Danielle Carter is reflecting on the two knee injuries that ended her 11 years at Arsenal. “It was life-changing,” the Brighton forward says. “Life-changing in the sense it almost halted my career progression but also life-changing in the sense it made me dig deep within to develop mental strength.”
Carter ruptured an anterior cruciate ligament in the final game of the 2017-18 season and returned 10 months later only to rupture it again in a friendly with Bayern Munich in July 2019.
“The second one, that’s a completely different life-changing experience,” she says. “I had to dig even deeper, deeper than I’d been before. Regardless of what happens going forward those injuries are a massive part of my life. I’ve got the scars all over my legs to remind me daily, so I’ll never be able to forget it.”
Those scars are more than physical. Carter was moved on by Arsenal before she could make a second return to competitive action and signed for Reading just over a year ago. She had joined Arsenal in sixth form, having outgrown the Leyton Orient centre of excellence. The Arsenal manager, Vic Akers, had wanted her sooner but her mum could not get her there so she had to wait until she was old enough to get public transport or drive.
“I can’t say that was in my hands,” she says of her departure from Arsenal. “Ultimately I probably wouldn’t have left. I wouldn’t leave the team that I support and that I see and saw as home. So it was difficult for me to move on.”
But move she did. At Reading last season she made 21 league appearances, four more than her Arsenal peak in the 2017-18 campaign, and scored three times. Reading struggled for consistency and finished in seventh, but for Carter the season went well.
“The year’s targets were pretty much to get fit, get back in routine and come out unscathed,” she says. “So ultimately, for me, last season was a massive success.” Her target now is to “definitely bury those injuries and to really crack on”.
Carter is the first player Brighton have paid a fee for. She joined after speaking to the manager, Hope Powell, and having been impressed by the club’s ambitions. “The new training ground that we’ve moved into is second to none, in my opinion,” Carter says. “That’ll be massive in terms of our development as a team. There’ll be no excuses. There’s no way that we can cut corners or say that we haven’t got access to state of the art of anything. It’s a real turning point for women’s football and for Brighton, for the shared belief across the club.”
Carter agrees that Brighton have flown under the radar despite a solid sixth-place finish last season and have perhaps been underestimated this season. “It’s seen as a small club, for whatever reason, but if the players that Brighton have bought in, including myself, can kick on then I don’t see why we can’t emulate and better last season.”
Brighton have two wins from two and are top of the WSL table, ahead of also unbeaten Arsenal, Manchester United and Tottenham. The season is young but the team have impressed with a 2-0 defeat of West Ham followed by a 5-0 win against Birmingham in which the 28-year-old scored.

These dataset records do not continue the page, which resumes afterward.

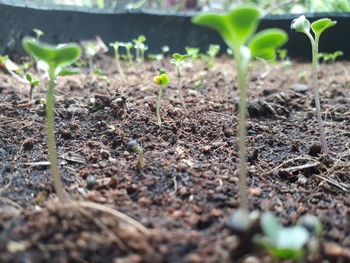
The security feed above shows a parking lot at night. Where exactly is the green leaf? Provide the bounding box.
[32,80,40,86]
[22,37,82,75]
[172,53,190,61]
[249,29,288,60]
[192,6,261,47]
[311,18,337,35]
[25,73,32,82]
[291,15,311,34]
[261,212,281,242]
[160,74,169,85]
[58,67,81,76]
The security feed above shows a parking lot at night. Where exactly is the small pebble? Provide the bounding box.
[86,175,96,190]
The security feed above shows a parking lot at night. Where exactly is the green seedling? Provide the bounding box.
[58,67,81,76]
[162,45,170,56]
[153,73,169,127]
[148,54,163,61]
[201,44,220,67]
[193,6,287,220]
[318,50,343,63]
[126,140,145,169]
[81,36,108,74]
[15,61,32,75]
[170,53,191,114]
[25,73,40,101]
[119,42,134,67]
[33,28,44,40]
[93,68,106,76]
[133,35,146,63]
[277,48,292,66]
[257,212,322,261]
[110,42,126,80]
[22,37,81,202]
[185,46,200,60]
[291,15,336,155]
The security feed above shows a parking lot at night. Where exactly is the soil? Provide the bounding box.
[0,55,349,263]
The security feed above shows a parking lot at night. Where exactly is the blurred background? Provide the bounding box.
[22,0,350,13]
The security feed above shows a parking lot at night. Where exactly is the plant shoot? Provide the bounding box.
[126,140,145,169]
[291,15,336,155]
[26,73,40,101]
[22,37,82,202]
[110,41,126,80]
[153,73,169,127]
[193,6,288,219]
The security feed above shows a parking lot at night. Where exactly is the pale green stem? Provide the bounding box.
[138,150,145,169]
[126,48,133,67]
[306,32,328,154]
[236,58,248,212]
[47,69,69,202]
[175,66,189,114]
[156,85,164,127]
[114,48,126,81]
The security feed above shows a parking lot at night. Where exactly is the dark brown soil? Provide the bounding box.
[0,55,349,263]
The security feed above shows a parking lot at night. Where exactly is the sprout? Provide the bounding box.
[119,42,134,67]
[318,50,343,63]
[153,73,169,127]
[33,28,44,40]
[81,36,108,74]
[201,44,220,67]
[109,41,126,80]
[25,73,40,101]
[126,140,145,169]
[257,213,322,261]
[291,15,336,155]
[185,46,200,60]
[170,53,190,114]
[193,6,288,218]
[161,45,170,56]
[133,35,146,63]
[22,37,82,202]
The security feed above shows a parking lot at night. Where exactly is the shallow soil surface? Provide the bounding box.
[0,55,349,263]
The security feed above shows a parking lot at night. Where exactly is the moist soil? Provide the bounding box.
[0,55,349,263]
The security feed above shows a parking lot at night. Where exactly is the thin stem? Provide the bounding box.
[156,85,164,127]
[236,61,248,212]
[29,84,34,101]
[138,150,145,169]
[115,52,126,81]
[176,66,189,114]
[307,32,328,154]
[47,69,69,202]
[126,48,132,67]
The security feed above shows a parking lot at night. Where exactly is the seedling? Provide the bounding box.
[33,28,44,40]
[22,37,82,202]
[277,48,292,66]
[25,73,40,101]
[257,212,322,261]
[201,44,220,67]
[161,45,170,56]
[126,140,145,169]
[318,50,343,63]
[170,53,190,114]
[81,36,108,74]
[185,46,200,60]
[110,42,126,80]
[291,15,336,155]
[133,35,146,63]
[153,73,169,127]
[119,42,134,67]
[147,53,163,61]
[193,6,287,219]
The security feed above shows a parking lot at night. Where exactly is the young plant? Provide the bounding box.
[193,6,287,220]
[133,35,146,63]
[257,212,322,261]
[81,36,108,74]
[170,53,190,114]
[153,73,169,127]
[161,45,170,56]
[109,41,126,80]
[119,42,134,67]
[25,73,40,101]
[318,50,343,63]
[201,44,220,67]
[33,28,44,40]
[126,140,145,169]
[291,15,336,155]
[22,37,82,202]
[185,46,200,60]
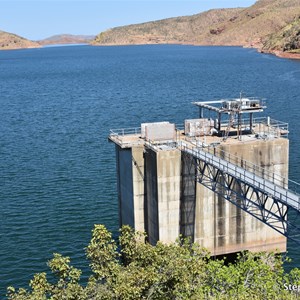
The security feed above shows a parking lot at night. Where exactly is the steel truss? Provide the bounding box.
[180,152,197,241]
[185,152,300,245]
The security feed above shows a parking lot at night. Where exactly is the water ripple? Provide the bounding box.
[0,45,300,296]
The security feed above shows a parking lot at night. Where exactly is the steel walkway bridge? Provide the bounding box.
[178,141,300,245]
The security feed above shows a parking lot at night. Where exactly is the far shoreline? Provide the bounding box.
[259,49,300,60]
[1,43,300,61]
[90,42,300,61]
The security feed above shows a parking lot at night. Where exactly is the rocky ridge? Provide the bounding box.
[260,16,300,59]
[92,0,300,58]
[0,30,39,50]
[38,34,95,46]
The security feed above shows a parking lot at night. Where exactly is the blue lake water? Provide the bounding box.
[0,45,300,296]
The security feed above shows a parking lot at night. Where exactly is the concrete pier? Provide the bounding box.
[109,98,290,254]
[193,138,288,255]
[115,145,145,232]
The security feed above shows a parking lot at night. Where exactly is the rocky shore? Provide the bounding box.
[259,49,300,60]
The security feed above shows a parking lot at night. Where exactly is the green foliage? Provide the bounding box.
[86,224,119,280]
[7,225,300,299]
[47,253,84,299]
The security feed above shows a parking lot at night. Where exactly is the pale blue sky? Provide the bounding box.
[1,0,257,40]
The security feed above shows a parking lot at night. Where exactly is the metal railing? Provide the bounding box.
[182,142,300,195]
[142,137,300,203]
[108,127,143,147]
[109,117,288,139]
[178,141,300,210]
[202,146,289,188]
[109,127,141,136]
[218,117,289,138]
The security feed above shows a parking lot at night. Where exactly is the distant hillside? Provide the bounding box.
[92,8,244,46]
[38,34,95,46]
[0,30,39,50]
[92,0,300,56]
[261,16,300,58]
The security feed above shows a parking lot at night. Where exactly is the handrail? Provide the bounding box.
[109,117,288,138]
[178,141,300,210]
[201,146,288,188]
[109,127,141,136]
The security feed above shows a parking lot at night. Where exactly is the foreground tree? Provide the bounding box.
[7,225,300,299]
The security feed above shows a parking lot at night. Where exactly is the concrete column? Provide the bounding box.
[179,152,196,240]
[194,183,216,250]
[115,145,134,228]
[225,139,287,254]
[194,138,288,255]
[144,148,159,245]
[115,145,145,232]
[156,149,181,243]
[132,146,145,232]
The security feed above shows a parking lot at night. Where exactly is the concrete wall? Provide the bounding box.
[156,149,181,243]
[144,148,159,244]
[194,180,217,251]
[132,146,145,232]
[194,138,288,255]
[115,145,145,231]
[116,145,134,228]
[115,137,288,255]
[145,147,181,244]
[180,153,196,240]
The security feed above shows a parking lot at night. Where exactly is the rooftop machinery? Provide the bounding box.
[193,97,266,140]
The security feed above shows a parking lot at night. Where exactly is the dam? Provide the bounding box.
[109,96,300,255]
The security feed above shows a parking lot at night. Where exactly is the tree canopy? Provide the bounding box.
[7,224,300,299]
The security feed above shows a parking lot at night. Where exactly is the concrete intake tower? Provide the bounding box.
[109,97,291,255]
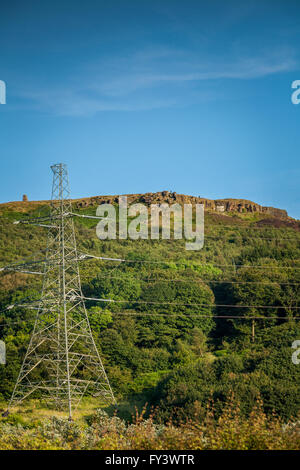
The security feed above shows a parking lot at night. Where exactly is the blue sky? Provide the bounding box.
[0,0,299,218]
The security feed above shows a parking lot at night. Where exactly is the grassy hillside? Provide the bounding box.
[0,197,299,449]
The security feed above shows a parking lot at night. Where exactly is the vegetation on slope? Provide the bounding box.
[0,200,299,442]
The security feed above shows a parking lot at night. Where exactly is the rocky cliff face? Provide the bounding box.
[0,191,289,219]
[73,191,288,219]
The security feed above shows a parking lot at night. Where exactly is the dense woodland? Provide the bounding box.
[0,200,299,448]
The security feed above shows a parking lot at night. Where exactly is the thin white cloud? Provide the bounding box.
[94,47,295,96]
[15,47,297,116]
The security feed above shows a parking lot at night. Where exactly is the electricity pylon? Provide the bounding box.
[4,163,116,420]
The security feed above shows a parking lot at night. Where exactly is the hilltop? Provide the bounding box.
[0,192,298,225]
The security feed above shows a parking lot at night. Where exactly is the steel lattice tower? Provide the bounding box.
[5,163,116,419]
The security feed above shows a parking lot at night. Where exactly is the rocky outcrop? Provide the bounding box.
[0,192,289,219]
[73,192,288,219]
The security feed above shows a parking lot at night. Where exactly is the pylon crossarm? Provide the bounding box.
[0,259,46,275]
[69,212,109,220]
[0,300,43,318]
[13,213,69,225]
[0,268,44,275]
[77,253,125,263]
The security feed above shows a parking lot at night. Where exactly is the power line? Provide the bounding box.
[1,241,299,276]
[3,256,299,278]
[1,312,299,329]
[13,210,300,241]
[81,253,300,270]
[107,312,300,320]
[87,273,300,286]
[1,299,298,332]
[82,295,300,310]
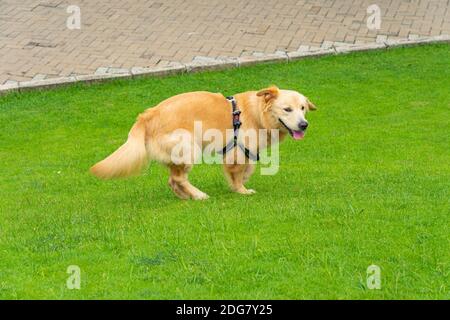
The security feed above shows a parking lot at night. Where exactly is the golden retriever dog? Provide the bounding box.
[90,86,316,200]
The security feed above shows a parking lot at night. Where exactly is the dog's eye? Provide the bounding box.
[284,107,293,112]
[301,106,305,110]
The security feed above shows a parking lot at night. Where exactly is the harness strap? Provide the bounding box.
[239,143,260,162]
[219,96,260,161]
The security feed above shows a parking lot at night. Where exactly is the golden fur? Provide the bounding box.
[91,86,316,200]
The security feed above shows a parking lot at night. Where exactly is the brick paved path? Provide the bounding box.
[1,0,449,85]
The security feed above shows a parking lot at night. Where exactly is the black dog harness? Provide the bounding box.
[219,96,260,161]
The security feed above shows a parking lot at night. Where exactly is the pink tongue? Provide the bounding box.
[292,131,305,140]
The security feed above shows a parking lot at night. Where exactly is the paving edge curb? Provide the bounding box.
[1,35,449,95]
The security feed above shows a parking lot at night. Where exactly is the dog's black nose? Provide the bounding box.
[298,121,308,131]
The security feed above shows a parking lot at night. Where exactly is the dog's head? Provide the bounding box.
[257,86,317,140]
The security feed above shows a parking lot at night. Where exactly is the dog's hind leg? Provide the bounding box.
[168,164,209,200]
[223,164,256,195]
[168,175,190,200]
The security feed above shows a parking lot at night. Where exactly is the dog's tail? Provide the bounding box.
[90,119,149,179]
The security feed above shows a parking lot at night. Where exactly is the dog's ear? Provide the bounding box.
[307,99,317,111]
[257,86,280,103]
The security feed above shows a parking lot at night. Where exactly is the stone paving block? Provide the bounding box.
[0,1,448,89]
[287,48,335,61]
[75,74,126,83]
[386,34,450,47]
[335,42,387,54]
[376,35,388,43]
[130,67,153,76]
[0,81,19,95]
[18,77,78,91]
[185,56,238,72]
[95,67,109,75]
[32,74,47,81]
[238,53,288,67]
[131,63,186,78]
[107,68,130,75]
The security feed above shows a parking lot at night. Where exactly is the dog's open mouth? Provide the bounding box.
[279,119,305,140]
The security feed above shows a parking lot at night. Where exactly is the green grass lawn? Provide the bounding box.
[0,44,449,300]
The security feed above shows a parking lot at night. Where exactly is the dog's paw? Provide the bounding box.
[236,188,256,195]
[192,192,209,200]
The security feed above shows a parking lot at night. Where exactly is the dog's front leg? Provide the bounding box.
[223,164,256,195]
[242,164,255,184]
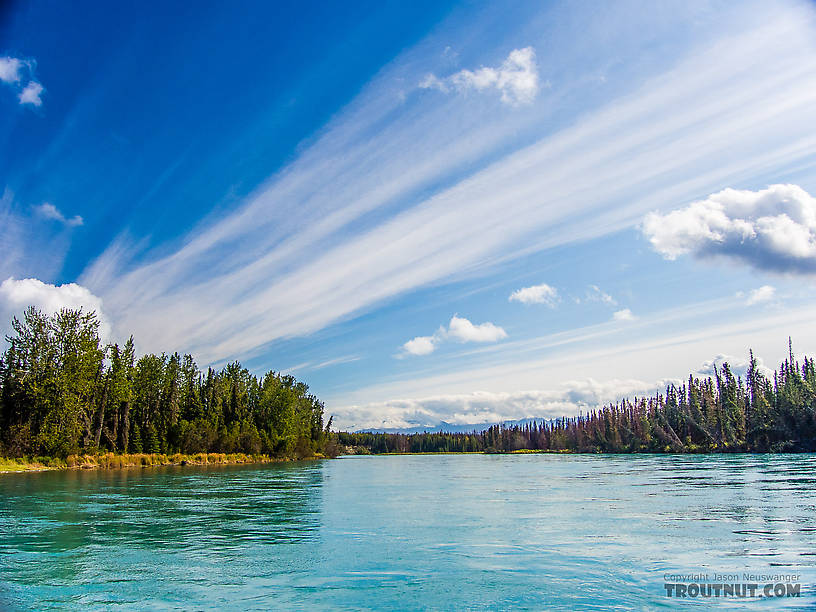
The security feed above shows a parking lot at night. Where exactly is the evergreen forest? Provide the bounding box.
[3,306,816,461]
[340,341,816,454]
[0,307,328,459]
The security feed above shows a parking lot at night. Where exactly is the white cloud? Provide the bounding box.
[420,47,540,105]
[586,284,616,306]
[329,297,816,427]
[279,354,361,373]
[403,335,437,356]
[80,8,816,367]
[447,315,507,343]
[696,353,772,380]
[0,57,23,83]
[745,285,776,306]
[418,73,447,92]
[643,184,816,274]
[343,346,783,429]
[0,56,44,107]
[0,189,23,279]
[613,308,636,321]
[18,81,44,107]
[0,277,109,342]
[401,315,506,357]
[34,203,83,227]
[312,355,361,370]
[509,282,559,306]
[333,378,673,430]
[1,188,76,283]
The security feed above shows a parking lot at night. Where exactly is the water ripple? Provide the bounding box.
[1,455,815,610]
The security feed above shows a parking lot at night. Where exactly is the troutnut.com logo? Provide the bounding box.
[663,573,801,598]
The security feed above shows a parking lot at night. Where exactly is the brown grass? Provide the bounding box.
[0,452,308,473]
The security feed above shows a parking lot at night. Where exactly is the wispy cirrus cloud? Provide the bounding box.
[81,5,816,368]
[744,285,776,306]
[584,285,616,306]
[278,354,361,374]
[1,189,74,282]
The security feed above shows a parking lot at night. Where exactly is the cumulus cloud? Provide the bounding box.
[643,184,816,274]
[0,57,23,83]
[401,315,506,356]
[420,47,540,105]
[447,315,507,342]
[509,282,558,306]
[0,277,109,342]
[613,308,636,321]
[696,353,772,380]
[18,81,44,107]
[34,203,83,227]
[403,335,437,356]
[335,378,675,430]
[0,56,44,107]
[744,285,776,306]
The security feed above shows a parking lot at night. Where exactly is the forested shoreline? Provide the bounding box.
[3,307,816,466]
[341,341,816,455]
[0,307,330,460]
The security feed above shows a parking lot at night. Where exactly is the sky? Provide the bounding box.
[2,0,816,430]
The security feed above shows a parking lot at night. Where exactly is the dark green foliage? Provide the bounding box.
[340,341,816,455]
[129,421,143,453]
[0,307,326,458]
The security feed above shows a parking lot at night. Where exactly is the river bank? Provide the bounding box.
[0,451,325,473]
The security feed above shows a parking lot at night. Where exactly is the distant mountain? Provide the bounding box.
[354,417,550,435]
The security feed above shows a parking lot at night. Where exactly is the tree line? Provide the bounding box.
[339,341,816,454]
[0,307,328,458]
[4,305,814,460]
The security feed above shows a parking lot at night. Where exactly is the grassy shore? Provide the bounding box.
[0,451,324,473]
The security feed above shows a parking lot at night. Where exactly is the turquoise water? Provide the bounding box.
[1,454,815,610]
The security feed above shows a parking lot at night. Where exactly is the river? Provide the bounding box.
[1,454,814,610]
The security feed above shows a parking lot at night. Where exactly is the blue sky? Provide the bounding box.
[2,0,816,429]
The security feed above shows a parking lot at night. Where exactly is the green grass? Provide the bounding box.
[0,456,62,472]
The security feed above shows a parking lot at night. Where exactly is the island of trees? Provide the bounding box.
[341,341,816,455]
[0,307,329,463]
[2,306,816,467]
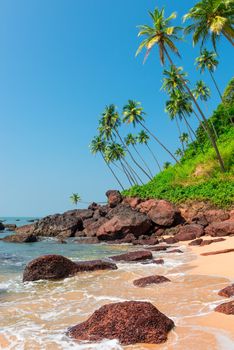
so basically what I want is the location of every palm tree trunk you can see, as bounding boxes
[132,144,154,178]
[146,144,161,172]
[209,71,223,101]
[120,159,135,186]
[114,128,152,180]
[163,47,225,172]
[222,30,234,46]
[182,115,196,142]
[101,153,125,190]
[122,158,142,185]
[138,120,179,163]
[175,116,184,152]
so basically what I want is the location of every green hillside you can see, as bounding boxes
[123,78,234,208]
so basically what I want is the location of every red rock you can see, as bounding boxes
[15,224,35,234]
[147,200,182,227]
[146,245,171,252]
[68,301,174,345]
[218,284,234,298]
[201,249,234,256]
[200,238,226,246]
[215,301,234,315]
[137,199,158,213]
[122,197,141,209]
[205,210,230,224]
[205,221,234,237]
[109,250,152,262]
[83,217,108,237]
[175,224,204,241]
[154,228,165,237]
[97,205,152,240]
[133,275,171,287]
[188,238,203,246]
[3,233,38,243]
[153,259,164,264]
[75,260,117,272]
[106,190,122,208]
[163,237,179,244]
[133,238,159,246]
[166,249,183,254]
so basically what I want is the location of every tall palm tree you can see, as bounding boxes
[163,161,171,169]
[138,130,161,172]
[70,193,81,207]
[122,100,178,163]
[99,104,151,181]
[125,133,153,178]
[195,49,223,98]
[180,132,189,147]
[136,7,183,65]
[184,0,234,50]
[90,136,124,190]
[175,148,184,158]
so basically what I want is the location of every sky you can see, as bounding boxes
[0,0,233,216]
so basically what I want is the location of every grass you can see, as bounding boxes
[123,79,234,208]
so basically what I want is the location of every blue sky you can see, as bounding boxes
[0,0,233,216]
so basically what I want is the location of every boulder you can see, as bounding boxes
[66,209,94,221]
[97,205,152,240]
[175,224,204,241]
[0,222,5,230]
[147,245,170,252]
[133,237,159,246]
[191,213,208,227]
[218,284,234,298]
[133,275,171,287]
[83,217,108,237]
[147,200,182,227]
[215,301,234,315]
[205,210,230,224]
[205,221,234,237]
[109,250,152,262]
[4,224,17,231]
[106,190,122,208]
[188,238,203,246]
[137,199,158,213]
[3,233,38,243]
[68,301,174,345]
[23,255,117,282]
[122,197,141,209]
[200,238,226,246]
[166,249,183,254]
[15,224,35,235]
[163,237,179,244]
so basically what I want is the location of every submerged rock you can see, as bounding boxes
[133,275,171,287]
[109,250,153,262]
[3,233,38,243]
[218,284,234,298]
[23,255,117,282]
[68,301,175,345]
[215,301,234,315]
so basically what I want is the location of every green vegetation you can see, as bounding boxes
[70,193,81,206]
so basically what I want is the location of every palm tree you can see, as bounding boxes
[163,161,171,169]
[136,8,182,65]
[122,100,179,163]
[125,133,154,179]
[175,148,184,158]
[138,130,161,172]
[90,136,124,190]
[70,193,81,207]
[99,104,151,181]
[184,0,234,50]
[180,132,189,147]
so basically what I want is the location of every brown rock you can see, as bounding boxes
[75,260,117,272]
[188,238,203,246]
[205,210,230,224]
[3,233,38,243]
[109,250,153,262]
[163,237,179,244]
[205,221,234,237]
[68,301,174,345]
[106,190,122,208]
[166,249,183,254]
[200,238,226,246]
[97,205,152,240]
[153,259,164,264]
[4,224,17,231]
[148,200,182,227]
[137,199,158,213]
[201,249,234,256]
[175,224,204,241]
[218,284,234,298]
[133,238,159,246]
[147,245,171,252]
[123,197,141,209]
[83,217,108,237]
[15,224,35,235]
[215,301,234,315]
[74,237,99,244]
[133,275,171,287]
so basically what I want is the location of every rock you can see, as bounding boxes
[83,217,108,237]
[122,197,141,209]
[15,224,35,234]
[146,245,170,252]
[175,224,204,241]
[117,233,136,244]
[23,255,117,282]
[154,228,165,237]
[191,213,208,227]
[215,301,234,315]
[163,237,179,244]
[74,237,99,244]
[97,205,152,240]
[205,210,230,224]
[133,275,171,287]
[166,249,183,254]
[23,255,79,282]
[200,238,226,246]
[137,199,158,213]
[218,284,234,298]
[147,200,182,227]
[109,250,153,262]
[66,209,94,221]
[82,217,97,229]
[153,259,164,264]
[68,301,174,345]
[133,238,159,246]
[188,238,203,246]
[0,222,5,230]
[3,233,38,243]
[201,249,234,256]
[205,221,234,237]
[4,224,17,231]
[106,190,122,208]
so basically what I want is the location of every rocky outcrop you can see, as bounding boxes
[109,250,153,262]
[68,301,175,345]
[83,217,108,237]
[218,284,234,298]
[122,197,141,209]
[97,205,152,240]
[205,221,234,237]
[15,224,35,234]
[106,190,122,208]
[147,200,183,227]
[23,255,117,282]
[215,301,234,315]
[133,275,171,287]
[175,224,204,241]
[3,233,38,243]
[205,210,230,224]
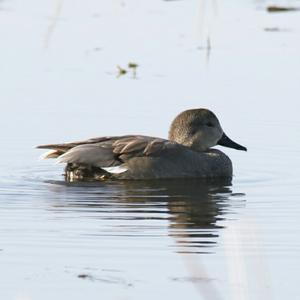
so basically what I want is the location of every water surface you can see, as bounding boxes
[1,0,300,299]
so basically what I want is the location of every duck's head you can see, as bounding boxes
[168,108,247,152]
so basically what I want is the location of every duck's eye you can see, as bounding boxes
[206,122,214,127]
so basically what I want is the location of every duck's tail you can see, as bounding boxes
[39,149,64,159]
[36,144,68,159]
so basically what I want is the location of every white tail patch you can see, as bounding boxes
[102,165,128,174]
[39,150,60,160]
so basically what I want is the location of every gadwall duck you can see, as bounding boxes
[37,108,246,181]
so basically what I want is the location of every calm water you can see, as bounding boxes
[1,0,300,299]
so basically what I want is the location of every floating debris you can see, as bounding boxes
[128,62,138,78]
[267,6,299,13]
[117,65,127,77]
[128,62,138,69]
[77,273,133,286]
[77,273,94,280]
[117,62,139,78]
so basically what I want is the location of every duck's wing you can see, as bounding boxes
[36,135,135,159]
[38,135,169,169]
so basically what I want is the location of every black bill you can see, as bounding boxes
[217,133,247,151]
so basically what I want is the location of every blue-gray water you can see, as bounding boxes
[1,0,300,299]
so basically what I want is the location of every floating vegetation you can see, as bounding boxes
[197,36,211,51]
[117,65,127,77]
[117,62,139,78]
[267,6,299,13]
[128,62,138,69]
[44,0,64,49]
[197,36,211,65]
[128,62,138,77]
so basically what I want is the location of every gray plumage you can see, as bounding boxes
[37,109,246,181]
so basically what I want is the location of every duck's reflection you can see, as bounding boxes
[115,178,235,253]
[45,178,244,253]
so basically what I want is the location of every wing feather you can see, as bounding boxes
[38,135,170,170]
[57,143,120,167]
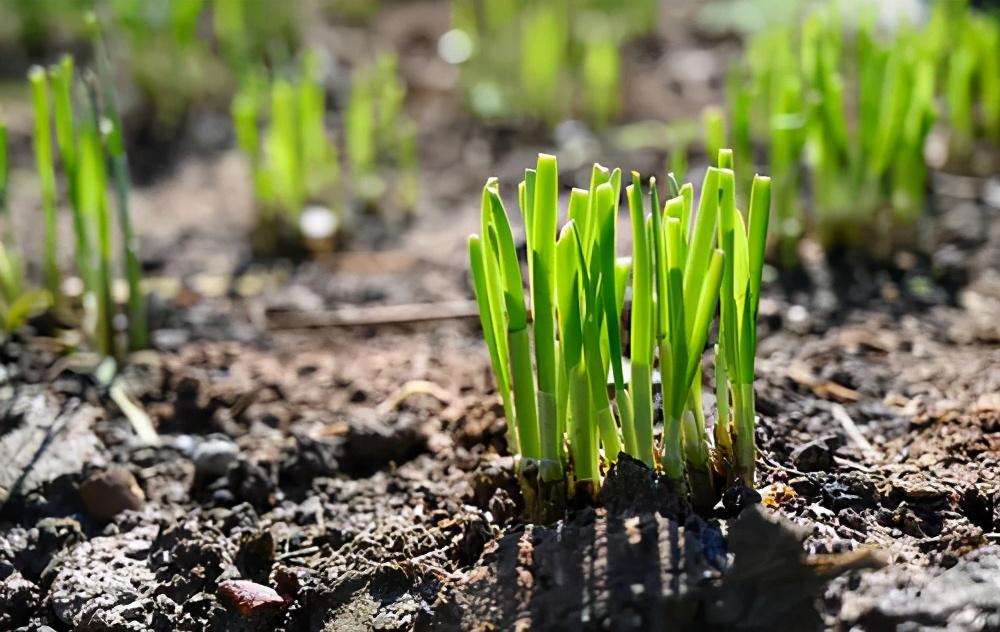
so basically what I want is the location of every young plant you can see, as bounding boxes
[28,50,147,357]
[233,52,340,252]
[722,6,924,259]
[658,169,725,504]
[0,123,51,333]
[470,154,631,519]
[448,0,656,128]
[234,51,417,254]
[715,156,771,485]
[29,66,61,301]
[346,53,414,209]
[520,3,568,123]
[471,150,770,519]
[581,31,620,129]
[90,16,147,351]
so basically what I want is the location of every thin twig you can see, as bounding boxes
[277,545,321,561]
[831,404,878,460]
[266,300,480,330]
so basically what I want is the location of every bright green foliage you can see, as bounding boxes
[4,0,302,132]
[213,0,299,73]
[0,122,51,334]
[20,51,148,355]
[702,107,727,164]
[29,66,61,300]
[724,0,999,258]
[234,51,417,247]
[91,20,148,351]
[449,0,655,126]
[233,52,339,228]
[715,158,771,486]
[581,33,620,128]
[345,52,419,212]
[470,150,769,519]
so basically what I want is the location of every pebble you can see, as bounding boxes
[193,437,240,478]
[218,579,286,617]
[790,439,833,472]
[80,467,145,522]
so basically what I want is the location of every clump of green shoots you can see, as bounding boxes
[5,0,303,135]
[233,51,417,255]
[233,51,340,253]
[722,0,1000,261]
[447,0,654,127]
[346,53,418,214]
[0,123,52,333]
[24,47,147,356]
[470,150,769,520]
[936,2,1000,162]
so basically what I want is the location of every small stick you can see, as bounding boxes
[831,404,877,460]
[277,546,321,561]
[266,300,480,330]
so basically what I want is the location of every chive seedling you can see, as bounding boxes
[25,48,148,356]
[581,30,620,129]
[29,66,61,302]
[233,52,341,251]
[471,151,770,519]
[449,0,655,127]
[90,15,147,351]
[715,160,770,485]
[235,51,416,253]
[721,0,1000,259]
[0,122,50,333]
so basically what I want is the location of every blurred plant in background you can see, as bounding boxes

Does she ever hesitate going into a challenge now? “You do contact training six months into your rehab,” she says. “So as soon as you’ve done that first contact session and you get hit, then you get back up and you’re fine, that’s when the fear or the anxiety is relieved. So it’s way before you get involved in matches again. Then generally you don’t think about it. You can’t think about it. If you think about it, it’s going to hinder your performance.”
She feels more needs to be done to support injured players. “In the WSL we’re more fortunate than other female players because we sort of do get that support, whether it’s through the men’s insurance, or the men’s teams. We’re covered a lot better than Championship players, who are only a step below us, but there’s been incidents which have been well documented that show they don’t get the help they should get as athletes.
“They’ve got to wait for the NHS and, no disrespect to the NHS, but in terms of starting your recovery and your rehab as soon as possible we know the NHS is under enormous pressure and it’s going to be delayed … There’s a lot more that can be done.”
The injuries helped Carter to realise what she wants to do when playing is no longer an option. She did broadcast work and got an MBA in being CEO of a Sports Organisation from the University of Salford, and sees her future in the boardroom. “If I wasn’t injured I probably wouldn’t be sitting here with an MBA,” she says.
The biggest ambition? “Hope’s got her own shower in her office,” she says with a laugh. “That is now what I aspire to have. I’ve never seen that before. When I get a senior role at a club I’m asking for a shower at the office. People want to play at Wembley, I want a shower.”